Project description:Type 2 diabetes mellitus (T2DM) is a metabolic disease associated with several comorbidities, including cardiac dysfunction leading to heart failure with preserved ejection fraction (HFpEF), in turn resulting in T2DM-induced cardiomyopathy (T2DM-CM). However, the molecular mechanisms underlying the development of T2DM-CM are poorly understood. It is hypothesized that molecular alterations in myopathic genes induced by diabetes promote the development of HFpEF, whereas cardiac myosin inhibitors can rescue the resultant T2DM-induced cardiomyopathy. To test this hypothesis, a Leptin receptor-deficient db/db homozygous (Lepr db/db) mouse model was used to define the pathogenesis of T2DM-CM. Echocardiographic studies at 4 and 6 months revealed that Lepr db/db hearts started developing cardiac dysfunction by four months, and left ventricular hypertrophy with diastolic dysfunction was evident at 6 months. Strikingly, the level of cardiac myosin binding protein-C phosphorylation was significantly increased in Lepr db/db mouse hearts. RNA-seq data analysis, followed by functional enrichment, revealed the differential regulation of genes related to cardiac dysfunction in Lepr db/db heart tissues. Finally, using isolated skinned papillary muscles and freshly isolated cardiomyocytes, CAMZYOS (mavacamten, which is a prescription heart medicine used for symptomatic obstructive hypertrophic cardiomyopathy treatment (herein after denotes as MYK-461), was tested for its ability to rescue T2DM-CM. Compared with controls, MYK-461 significantly reduced force generation in papillary muscle fibers and cardiomyocyte contractility in the db/db group. This line of evidence shows that 1) T2DM-CM is associated with hyperphosphorylation of cardiac myosin binding protein-C and 2) MYK-461 significantly lessened disease progression, suggesting its promise as a therapeutic treatment for HFpEF.

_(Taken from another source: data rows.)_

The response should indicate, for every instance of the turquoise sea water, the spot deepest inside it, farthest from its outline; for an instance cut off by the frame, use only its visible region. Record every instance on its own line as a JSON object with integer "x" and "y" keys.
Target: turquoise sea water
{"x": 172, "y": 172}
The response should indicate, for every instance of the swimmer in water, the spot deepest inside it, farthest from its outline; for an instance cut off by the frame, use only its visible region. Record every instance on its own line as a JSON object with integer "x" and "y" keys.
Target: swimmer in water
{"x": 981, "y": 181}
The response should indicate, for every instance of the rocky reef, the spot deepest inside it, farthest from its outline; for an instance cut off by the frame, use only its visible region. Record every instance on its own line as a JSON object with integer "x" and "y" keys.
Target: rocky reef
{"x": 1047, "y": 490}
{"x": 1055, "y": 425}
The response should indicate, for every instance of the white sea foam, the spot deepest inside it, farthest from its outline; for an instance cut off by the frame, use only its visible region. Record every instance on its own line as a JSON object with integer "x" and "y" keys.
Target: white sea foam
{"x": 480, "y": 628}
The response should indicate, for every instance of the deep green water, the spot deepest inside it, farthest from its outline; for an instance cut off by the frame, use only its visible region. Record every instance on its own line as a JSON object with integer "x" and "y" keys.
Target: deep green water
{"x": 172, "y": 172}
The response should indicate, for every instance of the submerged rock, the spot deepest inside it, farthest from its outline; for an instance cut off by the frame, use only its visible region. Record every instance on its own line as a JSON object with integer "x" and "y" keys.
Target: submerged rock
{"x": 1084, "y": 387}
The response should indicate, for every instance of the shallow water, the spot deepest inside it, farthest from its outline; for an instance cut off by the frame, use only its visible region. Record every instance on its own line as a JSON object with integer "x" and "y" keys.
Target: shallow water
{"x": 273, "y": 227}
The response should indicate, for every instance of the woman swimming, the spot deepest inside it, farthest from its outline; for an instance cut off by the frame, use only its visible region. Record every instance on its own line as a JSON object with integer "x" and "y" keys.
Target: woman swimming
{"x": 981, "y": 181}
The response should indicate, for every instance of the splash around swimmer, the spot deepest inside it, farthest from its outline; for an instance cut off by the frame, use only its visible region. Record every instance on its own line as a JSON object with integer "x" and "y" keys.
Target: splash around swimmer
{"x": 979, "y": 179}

Project description:The main cause of morbidity and mortality in diabetes mellitus (DM) are cardiovascular complications. Diabetic cardiomyopathy (DCM) remains incompletely understood. Animal models have been crucial in exploring DCM pathophysiology while identifying potential therapeutic targets. Streptozotocin (STZ) has been widely used to produce experimental models of both type 1 and type 2 DM (T1DM and T2DM). Here we compared these two models for their effects on cardiac structure, function, and transcriptome. Different doses of STZ and different diet chows were used to generate T1DM and T2DM in C57BL/6J mice. Normal euglycemic and non-obese sex and age-matched mice served as controls (CTRL). Immunohistochemistry, RT-PCR, and RNA-Seq were employed to compare hearts from the three animal groups. STZ-induced T1DM and T2DM differently affect left ventricular function and myocardial performance. T1DM displays an exaggerated apoptotic cardiomyocyte (CM) death and reactive hypertrophy and fibrosis along with increased cardiac oxidative stress, CM DNA damage and senescence when compared to T2DM mice. T1DM and T2DM differently affect whole cardiac transcriptome. In conclusion, STZ-induced T1DM and T2DM mouse models show significant differences in cardiac remodeling, function and whole transcriptome. These differences could be of key relevance when choosing an animal model to study specific features of DCM.